Human capital inference
with Zoltán Rácz
Abstract
There is a long-standing literature in economics whose goal is to infer properties of individuals’ income and human capital and their impact on consumption-saving decisions by using revealed choices, especially on consumption. While this approach is superior to the utilization of income data alone, it nevertheless relies on very strong assumptions on the form of the stochastic process for income, in particular it hard-wires the relationship between shocks to current income and expected future income, that is, human capital. In this paper we develop a new method that enables to perform this task without imposing any restriction on the latter. Specifically, we log-linearize the recursive relationship defining human capital, insert it into a linearized savings policy function and derive moment conditions which, in turn, we use for GMM estimation of the parameters governing moments of the joint and marginal distributions of savings and income. Using high quality Swedish administrative data on wealth – which enables us to overcome the well-known issues deriving from using imputed or survey data – we find that about 60 percent of human capital corresponds to expected income in the following year. This result suggests that individuals are very short-sighted regarding their future income when they make consumption-saving decisions.
Publications
Is it the “How” or the “When” that matters in fiscal adjustments?
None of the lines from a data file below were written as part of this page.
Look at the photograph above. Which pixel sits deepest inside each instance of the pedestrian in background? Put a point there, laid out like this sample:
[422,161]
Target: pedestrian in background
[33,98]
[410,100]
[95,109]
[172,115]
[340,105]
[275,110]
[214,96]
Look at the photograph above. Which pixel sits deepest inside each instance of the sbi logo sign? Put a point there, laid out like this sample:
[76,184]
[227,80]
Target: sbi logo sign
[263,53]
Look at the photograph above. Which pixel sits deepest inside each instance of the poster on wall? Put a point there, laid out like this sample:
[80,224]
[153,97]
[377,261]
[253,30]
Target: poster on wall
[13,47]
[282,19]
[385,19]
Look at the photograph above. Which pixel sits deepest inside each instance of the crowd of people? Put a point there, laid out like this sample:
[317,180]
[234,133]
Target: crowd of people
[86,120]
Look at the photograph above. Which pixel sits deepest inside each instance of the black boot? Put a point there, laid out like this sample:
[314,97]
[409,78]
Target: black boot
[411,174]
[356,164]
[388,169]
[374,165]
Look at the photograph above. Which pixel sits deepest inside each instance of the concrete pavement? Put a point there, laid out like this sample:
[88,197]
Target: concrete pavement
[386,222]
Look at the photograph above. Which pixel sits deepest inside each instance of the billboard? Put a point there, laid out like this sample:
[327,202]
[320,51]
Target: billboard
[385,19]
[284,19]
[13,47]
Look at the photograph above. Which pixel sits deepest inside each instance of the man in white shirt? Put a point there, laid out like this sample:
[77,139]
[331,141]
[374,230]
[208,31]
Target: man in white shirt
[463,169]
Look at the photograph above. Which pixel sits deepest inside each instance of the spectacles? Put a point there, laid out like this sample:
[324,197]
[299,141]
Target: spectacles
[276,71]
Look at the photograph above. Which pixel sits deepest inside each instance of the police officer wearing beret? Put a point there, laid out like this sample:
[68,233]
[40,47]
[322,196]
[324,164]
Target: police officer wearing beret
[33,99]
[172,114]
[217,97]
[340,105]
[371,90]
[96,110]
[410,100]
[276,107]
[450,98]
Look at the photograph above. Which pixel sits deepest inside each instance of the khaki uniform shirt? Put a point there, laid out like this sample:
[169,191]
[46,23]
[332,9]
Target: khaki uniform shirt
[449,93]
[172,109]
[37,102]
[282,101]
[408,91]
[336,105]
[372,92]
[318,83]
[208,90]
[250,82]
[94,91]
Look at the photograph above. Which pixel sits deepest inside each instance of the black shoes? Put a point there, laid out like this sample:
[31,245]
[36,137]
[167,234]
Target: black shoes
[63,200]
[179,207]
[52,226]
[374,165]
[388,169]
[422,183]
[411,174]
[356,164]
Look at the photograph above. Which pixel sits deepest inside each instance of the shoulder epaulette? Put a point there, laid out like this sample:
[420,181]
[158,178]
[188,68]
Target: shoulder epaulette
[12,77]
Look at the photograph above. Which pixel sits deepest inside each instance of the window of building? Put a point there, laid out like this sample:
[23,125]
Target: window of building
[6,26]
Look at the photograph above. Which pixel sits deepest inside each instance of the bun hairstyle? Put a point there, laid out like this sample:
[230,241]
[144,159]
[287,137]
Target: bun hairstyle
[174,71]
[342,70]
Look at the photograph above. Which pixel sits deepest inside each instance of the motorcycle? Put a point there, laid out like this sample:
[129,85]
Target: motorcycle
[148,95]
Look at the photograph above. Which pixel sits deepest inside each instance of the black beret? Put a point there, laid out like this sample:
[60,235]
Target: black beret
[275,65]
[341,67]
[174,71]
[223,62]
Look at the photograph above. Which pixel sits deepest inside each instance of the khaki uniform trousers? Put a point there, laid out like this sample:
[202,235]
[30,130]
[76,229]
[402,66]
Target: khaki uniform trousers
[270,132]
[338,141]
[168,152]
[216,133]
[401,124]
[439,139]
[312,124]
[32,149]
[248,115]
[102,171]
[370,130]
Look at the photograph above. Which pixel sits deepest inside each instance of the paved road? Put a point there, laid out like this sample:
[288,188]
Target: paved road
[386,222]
with Alberto Alesina, Carlo Favero, Francesco Giavazzi and Armando Miano
IMF Economic Review 66, 144–188 (2018)
Abstract
Journal Article
Working Paper
Using data from 16 OECD countries from 1981 to 2014 we study the effects on output of fiscal adjustments as a function of the composition of the adjustment - that is, whether the adjustment is mostly based on spending cuts or on tax hikes - and of the state of the business cycle when the adjustment is implemented. We find that both the “how” and the “when” matter, but the heterogeneity related to the composition is more robust across different specifications. Adjustments based upon permanent spending cuts are consistently much less costly than those based upon permanent tax increases. Our results are generally not explained by different reactions of monetary policy. However, when the domestic central bank can set interest rates - that is outside of a currency union - it appears to be able to dampen the recessionary effects of consolidations implemented during a recession.